You can actually apply those tools and procedures to automatically generated code, exactly the same as in any other piece of code. I don’t see the impediment here…
You must be able to understand that searching by name is not the same as searching by definition, nothing more to add here…
Why would you care of the shit code submitted to you is bad because it was generated with AI, because it was copied from SO, or if it’s brand new shit code written by someone. If it’s bad is bad. And bad code have existed since forever. Once again, I don’t see the impact of AI here. If someone is unable to find that a particular generated piece of code have issues, I don’t see how magically is going to be able to see the issue in copypasted code or in code written by themselves. If they don’t notice they don’t, no matter the source.
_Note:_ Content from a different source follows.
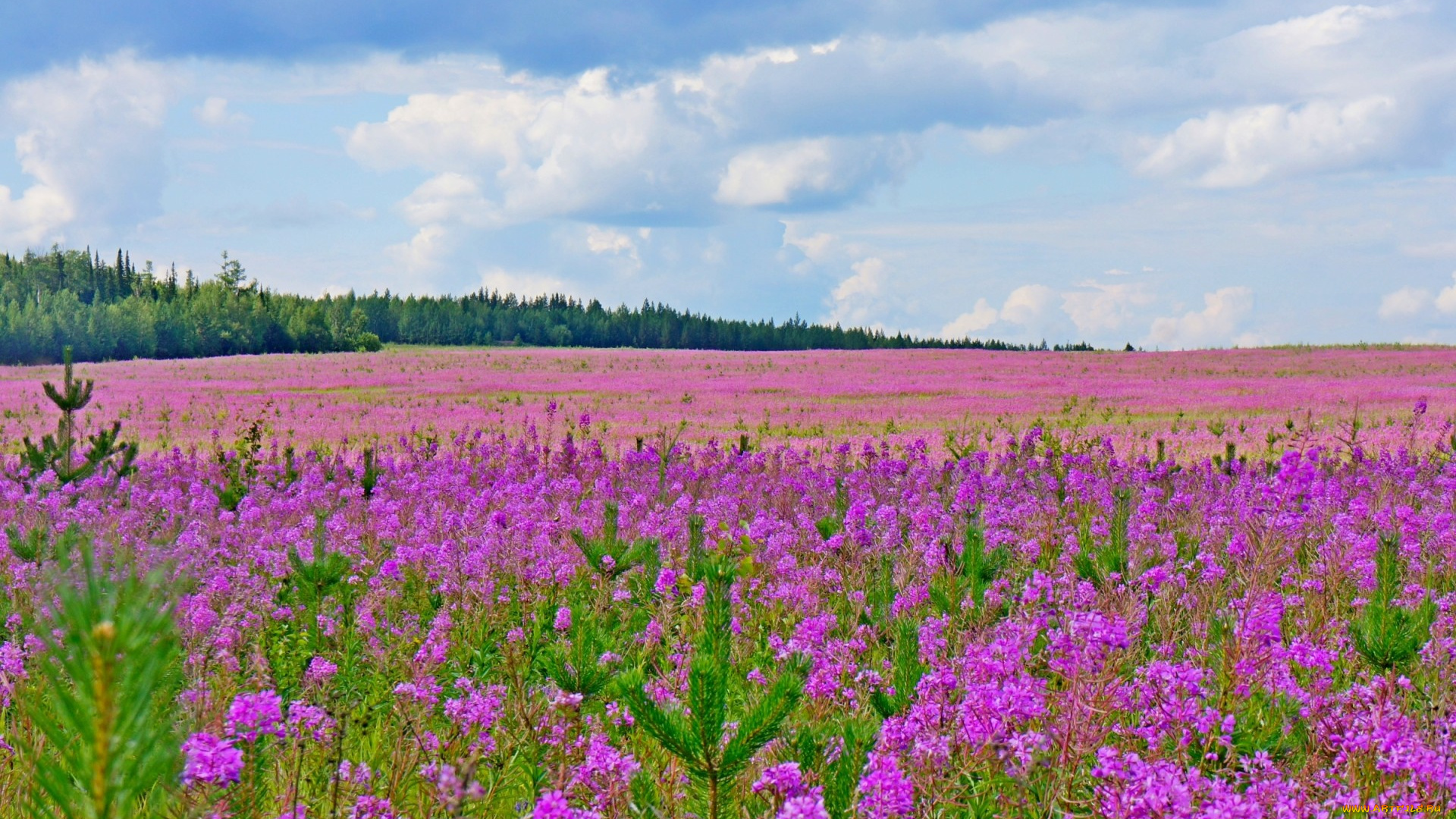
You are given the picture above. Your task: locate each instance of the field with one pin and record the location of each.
(1196, 403)
(427, 583)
I will go back to the Turing test. If you don’t even know if the bad code was generated, copied or just written by hand, how are you even able to tell that AI is the issue?
Not every program is written for spacecraft, and does not net the critique level of safety and efficiency as the code for the Apollo program.
I don’t even know. If memory issues are your issue then using any program with safe memory embedded into it is the way to go. As most things are actually made right now. Unless you are working in legacy applications most programmers would never actually run into that many memory issues nowadays. Not that most programmers would even properly understand memory. Do you think the typical JavaScript bootcamp rookie can even differentiate when something is stored in the stack or the heap?
You are talking like every human made code have Linux Kernel levels of quality, and that’s not the case, not by far.
And it doesn’t need to. Not all computer programs are critically important, people be coding in lua for pico-8 in a gamejam, what’s the issue for them to use AI tools for assistance?
And AI have not existed before a couple of years and our critically important programs are everywhere. Written by smart humans who are making mistakes all the time. I still do not see the anti-AI point here.
Also programming is not concrete, and AI is not sugar. If you use AI to create a fast tree structure and it works fine, it’s not going to poison anything. It’s probably be just the same function that the programmer would have written, just faster.
Also, not addressing the fact thar if AI is bad because it’s just copying, then it’s the same as the most common programming texhnique, copying code from Stack Overflow.
I have a genuine question, how many programmers do you think that code in the way you just described?